Thursday, December 21, 2017

The Curse, Part 3: The Demon Fisherman

In part one, I described how, at a moment of extreme stress and pressure, I'd infuriated a stranger with whom I'd been kind and friendly. It marked the beginning of a very strange, very painful period which I and a few friends would come to call "The Curse". Part two explained how it had expanded to complete surreality, and how I reacted by shrinking myself into near invisibility.


My comfort zone is quite wide. I have a wider range of interests, and feel comfortable in a wider range of places and with a wider range of people, than anyone I know. The downside is that anything outside my wide comfort zone can nearly paralyze me. Even banal stuff. It takes superpower fortitude for me to attend a party.

I'm not someone who'd buy a kayak, drop it in unfamiliar water, and happily paddle around. I love kayaking, but making that happen on my own isn't really my storyline.

However, I managed it. I bought this cool inflatable kayak, and dropped it into a murky pond, unsure whether it was permitted, or if there were unknown risks. Tentatively and tightly, I paddled across the pond. Then, as I was just beginning to relax and grin, I turned back and saw that, on the landing, a rather large fisherman had appeared. I wasn't sure where he'd come from; there had been no signs of life only 5 minutes earlier. And the guy seemed awfully wound up.

As I paddled closer, I noticed that he appeared to be deranged. He was violently, twitchily flinging his line into the pond, yanking it back, and re-flinging.
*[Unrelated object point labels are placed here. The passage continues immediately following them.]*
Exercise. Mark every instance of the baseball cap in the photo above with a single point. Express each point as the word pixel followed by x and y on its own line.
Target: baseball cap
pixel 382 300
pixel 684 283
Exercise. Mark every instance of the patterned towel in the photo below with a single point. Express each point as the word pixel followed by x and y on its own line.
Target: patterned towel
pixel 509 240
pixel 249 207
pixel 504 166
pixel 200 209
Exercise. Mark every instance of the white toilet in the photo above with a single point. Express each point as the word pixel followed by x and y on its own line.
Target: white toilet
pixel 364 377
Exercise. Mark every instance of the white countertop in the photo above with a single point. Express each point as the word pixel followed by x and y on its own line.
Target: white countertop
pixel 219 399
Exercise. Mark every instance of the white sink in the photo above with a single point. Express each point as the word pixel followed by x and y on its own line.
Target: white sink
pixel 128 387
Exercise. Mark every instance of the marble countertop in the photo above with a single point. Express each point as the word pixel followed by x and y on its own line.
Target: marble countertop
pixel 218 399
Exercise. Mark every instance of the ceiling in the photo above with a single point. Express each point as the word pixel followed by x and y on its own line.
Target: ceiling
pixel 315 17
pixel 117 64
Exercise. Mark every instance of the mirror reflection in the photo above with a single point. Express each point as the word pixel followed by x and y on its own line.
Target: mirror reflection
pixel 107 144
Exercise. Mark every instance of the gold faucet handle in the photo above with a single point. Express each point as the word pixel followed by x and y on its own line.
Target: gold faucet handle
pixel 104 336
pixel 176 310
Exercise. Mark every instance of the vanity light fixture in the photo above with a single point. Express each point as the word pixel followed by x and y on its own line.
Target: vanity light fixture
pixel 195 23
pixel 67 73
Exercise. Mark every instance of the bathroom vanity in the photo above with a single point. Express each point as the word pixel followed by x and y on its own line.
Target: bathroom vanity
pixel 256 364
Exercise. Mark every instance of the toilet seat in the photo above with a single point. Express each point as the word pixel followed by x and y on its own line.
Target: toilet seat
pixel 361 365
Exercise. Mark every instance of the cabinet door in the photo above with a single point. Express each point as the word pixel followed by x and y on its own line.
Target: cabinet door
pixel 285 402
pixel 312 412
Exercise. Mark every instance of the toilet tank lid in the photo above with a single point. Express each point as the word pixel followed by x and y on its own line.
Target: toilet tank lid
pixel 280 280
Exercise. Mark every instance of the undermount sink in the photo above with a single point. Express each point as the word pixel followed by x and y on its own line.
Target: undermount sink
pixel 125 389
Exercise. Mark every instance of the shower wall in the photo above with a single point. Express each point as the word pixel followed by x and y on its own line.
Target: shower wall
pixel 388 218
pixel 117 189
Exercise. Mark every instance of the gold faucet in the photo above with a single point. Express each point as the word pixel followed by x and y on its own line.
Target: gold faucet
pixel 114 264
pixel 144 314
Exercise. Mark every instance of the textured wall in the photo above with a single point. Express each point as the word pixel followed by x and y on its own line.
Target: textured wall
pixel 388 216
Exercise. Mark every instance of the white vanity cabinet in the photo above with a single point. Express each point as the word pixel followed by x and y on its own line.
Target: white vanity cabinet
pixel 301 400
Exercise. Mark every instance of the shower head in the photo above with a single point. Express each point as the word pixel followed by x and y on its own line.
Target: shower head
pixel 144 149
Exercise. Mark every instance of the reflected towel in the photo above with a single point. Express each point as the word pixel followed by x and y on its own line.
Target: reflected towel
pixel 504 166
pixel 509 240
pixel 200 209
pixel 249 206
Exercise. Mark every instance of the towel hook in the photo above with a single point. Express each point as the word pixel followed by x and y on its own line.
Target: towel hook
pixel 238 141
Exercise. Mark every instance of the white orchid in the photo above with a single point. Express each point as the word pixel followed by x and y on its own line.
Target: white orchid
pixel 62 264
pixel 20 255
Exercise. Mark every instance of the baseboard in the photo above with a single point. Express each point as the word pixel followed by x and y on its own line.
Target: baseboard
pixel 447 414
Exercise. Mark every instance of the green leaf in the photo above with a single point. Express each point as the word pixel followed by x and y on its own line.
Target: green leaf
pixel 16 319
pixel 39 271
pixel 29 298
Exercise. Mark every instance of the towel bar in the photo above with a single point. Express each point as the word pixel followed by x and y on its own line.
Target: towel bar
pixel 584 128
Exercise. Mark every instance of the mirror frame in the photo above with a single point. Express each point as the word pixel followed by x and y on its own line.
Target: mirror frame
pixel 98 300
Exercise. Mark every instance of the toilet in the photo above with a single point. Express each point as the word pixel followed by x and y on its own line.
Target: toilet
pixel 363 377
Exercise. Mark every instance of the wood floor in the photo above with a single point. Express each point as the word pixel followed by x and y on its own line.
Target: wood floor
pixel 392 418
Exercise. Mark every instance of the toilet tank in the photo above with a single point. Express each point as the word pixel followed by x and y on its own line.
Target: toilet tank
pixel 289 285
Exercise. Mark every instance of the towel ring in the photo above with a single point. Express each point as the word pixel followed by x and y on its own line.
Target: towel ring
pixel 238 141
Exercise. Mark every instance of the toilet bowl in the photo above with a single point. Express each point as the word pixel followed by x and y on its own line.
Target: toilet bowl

Over and over. Fast. There was a small problem with my kayak, so I needed to land, but there was nowhere to do so but right beneath where he was. And I got the strong sense that he was not going to accommodate me.

As I drew closer, I saw sunlight glisten off the large, shiny metal hook at the end of his line, which repeatedly flew toward me and then retracted. The guy was paying absolutely no attention to my approach. It was almost as if he were in another movie. If the hook hit my kayak, it would immediately sink. If it hit my face, it would tear my flesh. But he persisted, as if I were invisible. And, again, he seemed awfully wound up. If he had a soundtrack, it would have been extreme hardcore.

I was mentally rehearsing a statement (e.g. "Hey, buddy, can you give me just a sec to get out of this boat?"). But when I drew close enough to clearly see his face, something told me: No. Don't talk to him. Don't deal with him. Get away from him. Now.

The same street smarts also kept me from panicking. I mentally let him exist in his separate kookie movie, took a deep, fatalistic breath, pulled in, got off, grabbed the kayak, threw it in my car, and calmly drove away, ignoring him completely. No turbulence was made in the emotional time/space continuum. But I was very aware that I'd experienced a waking nightmare, which had unfolded with pure dream logic.

It made no sense in the real world. This is a suburb distant from NYC, filled with quiet, meek people. The sort of people who hit the brakes and wait if they think you might be toying with the notion of stepping off the sidewalk. The kind who linger at stop signs even when they have the right of way. There's no crime or disturbance. I have never spotted anyone the least bit scary here. This inexplicable guy in this inexplicable place doing this inexplicable activity was many deviations from the mean. The far end of the bell curve.

This was the low point of the Curse. I recounted all this to a Sicilian friend, who wagged his head very gravely. My day-to-day experience had jumped the shark. But along with the extremeness came a certain unreality - a sense of "don't worry, it's only a movie." And, indeed, I'd gotten through this completely unscathed. It was one of many instances during this period that I felt sort of...winked at.